I agree, the guy probably _was_ a genuine hoarder. It isn't a stretch to go
from hoarding tangible things (files, newspapers, etc.) to hoarding the
intangible (computer files).

Also, I do find it relatively suspicious that this guy worked in a prestigious
security tools area of the NSA and the FBI easily "traced" the Twitter account
to him.

That part definitely sounds like, as you suggest, the Russians showing off -
but, might I add, it also sounds like one of the other 5I's saying, "you bunch
of eedjits, look here!", you know, because "allies aren't supposed to spy on
allies".

------
burger_moon
Did he contact Kaspersky Labs with the intent to sell the secrets or to be a
whistleblower? The whole twitter thing doesn't really make sense.

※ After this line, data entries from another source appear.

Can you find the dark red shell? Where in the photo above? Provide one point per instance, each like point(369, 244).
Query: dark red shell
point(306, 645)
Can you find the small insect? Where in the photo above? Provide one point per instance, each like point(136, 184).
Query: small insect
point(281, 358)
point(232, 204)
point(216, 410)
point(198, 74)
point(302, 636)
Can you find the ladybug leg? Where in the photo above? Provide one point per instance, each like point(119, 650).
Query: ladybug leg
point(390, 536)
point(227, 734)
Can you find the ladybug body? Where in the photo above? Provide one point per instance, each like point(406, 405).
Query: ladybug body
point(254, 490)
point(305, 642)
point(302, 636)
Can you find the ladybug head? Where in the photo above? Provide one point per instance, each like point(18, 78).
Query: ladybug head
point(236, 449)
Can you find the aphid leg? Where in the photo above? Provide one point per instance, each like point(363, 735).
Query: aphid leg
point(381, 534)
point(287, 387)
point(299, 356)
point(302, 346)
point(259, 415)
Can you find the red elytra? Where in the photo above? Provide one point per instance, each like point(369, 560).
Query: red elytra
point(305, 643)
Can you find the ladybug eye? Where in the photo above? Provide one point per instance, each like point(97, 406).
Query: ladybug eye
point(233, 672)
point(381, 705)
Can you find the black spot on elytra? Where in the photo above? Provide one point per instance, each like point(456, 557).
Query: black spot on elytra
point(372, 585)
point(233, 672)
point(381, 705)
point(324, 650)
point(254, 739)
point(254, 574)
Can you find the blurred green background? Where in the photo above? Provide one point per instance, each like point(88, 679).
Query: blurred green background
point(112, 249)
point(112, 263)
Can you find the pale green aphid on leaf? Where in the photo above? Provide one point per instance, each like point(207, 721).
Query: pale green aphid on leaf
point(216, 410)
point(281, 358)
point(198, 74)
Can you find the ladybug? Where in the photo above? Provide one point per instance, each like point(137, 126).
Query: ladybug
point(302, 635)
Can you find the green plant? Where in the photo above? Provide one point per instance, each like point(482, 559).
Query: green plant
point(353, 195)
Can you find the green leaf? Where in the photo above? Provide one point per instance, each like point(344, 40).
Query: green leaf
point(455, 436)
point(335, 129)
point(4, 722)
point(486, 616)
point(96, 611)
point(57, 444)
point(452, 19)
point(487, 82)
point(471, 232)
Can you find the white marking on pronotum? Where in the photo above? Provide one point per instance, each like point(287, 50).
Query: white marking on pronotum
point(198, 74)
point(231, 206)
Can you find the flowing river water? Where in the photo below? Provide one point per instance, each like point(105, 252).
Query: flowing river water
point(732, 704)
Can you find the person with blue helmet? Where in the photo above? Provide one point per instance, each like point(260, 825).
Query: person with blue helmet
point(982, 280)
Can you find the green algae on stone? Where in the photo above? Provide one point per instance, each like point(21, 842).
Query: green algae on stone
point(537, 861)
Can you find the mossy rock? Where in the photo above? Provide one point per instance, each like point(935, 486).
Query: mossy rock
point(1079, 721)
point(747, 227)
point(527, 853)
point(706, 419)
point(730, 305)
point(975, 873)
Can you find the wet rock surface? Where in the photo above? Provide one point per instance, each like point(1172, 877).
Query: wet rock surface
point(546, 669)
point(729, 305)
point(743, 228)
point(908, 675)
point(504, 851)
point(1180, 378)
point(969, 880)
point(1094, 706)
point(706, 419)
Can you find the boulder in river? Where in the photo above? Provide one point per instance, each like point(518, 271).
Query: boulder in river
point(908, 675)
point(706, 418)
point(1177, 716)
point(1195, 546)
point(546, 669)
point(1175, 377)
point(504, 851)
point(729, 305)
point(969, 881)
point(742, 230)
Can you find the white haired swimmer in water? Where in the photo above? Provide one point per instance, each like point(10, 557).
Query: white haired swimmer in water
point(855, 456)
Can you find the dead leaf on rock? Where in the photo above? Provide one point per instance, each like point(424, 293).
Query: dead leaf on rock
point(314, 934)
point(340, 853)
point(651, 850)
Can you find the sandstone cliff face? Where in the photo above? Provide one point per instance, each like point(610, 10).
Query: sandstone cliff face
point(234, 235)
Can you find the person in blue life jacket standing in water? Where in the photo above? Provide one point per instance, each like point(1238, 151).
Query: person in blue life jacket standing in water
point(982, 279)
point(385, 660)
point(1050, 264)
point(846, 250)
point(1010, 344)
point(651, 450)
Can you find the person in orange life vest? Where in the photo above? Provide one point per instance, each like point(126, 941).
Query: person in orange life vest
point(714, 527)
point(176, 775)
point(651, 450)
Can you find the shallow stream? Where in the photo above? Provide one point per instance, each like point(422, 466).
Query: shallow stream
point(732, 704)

Why is the going to school if he's planning to cash out in a way that he'd
have to flee the USG for the rest of his life?

------
ragerino
Warned by "Kapersky Lab"!

------
sneak
I'm really surprised that anyone in the judicial system can take these
prosecutions seriously after what Snowden showed us about the executive branch
being willing to entirely trample upon any semblance of even appearing to
conform to the constitutional protections that the judiciary is supposed to
enforce.

------
gcb0
and more importantly, will anyone be indicated by the lack of process that
allowed data to be copied for the 20years the article tak about? or the OS
backdoors that allowed "russian hackers to steal his personal information"
from a NSA top hacker (i.e. not your average joe, like you and me?)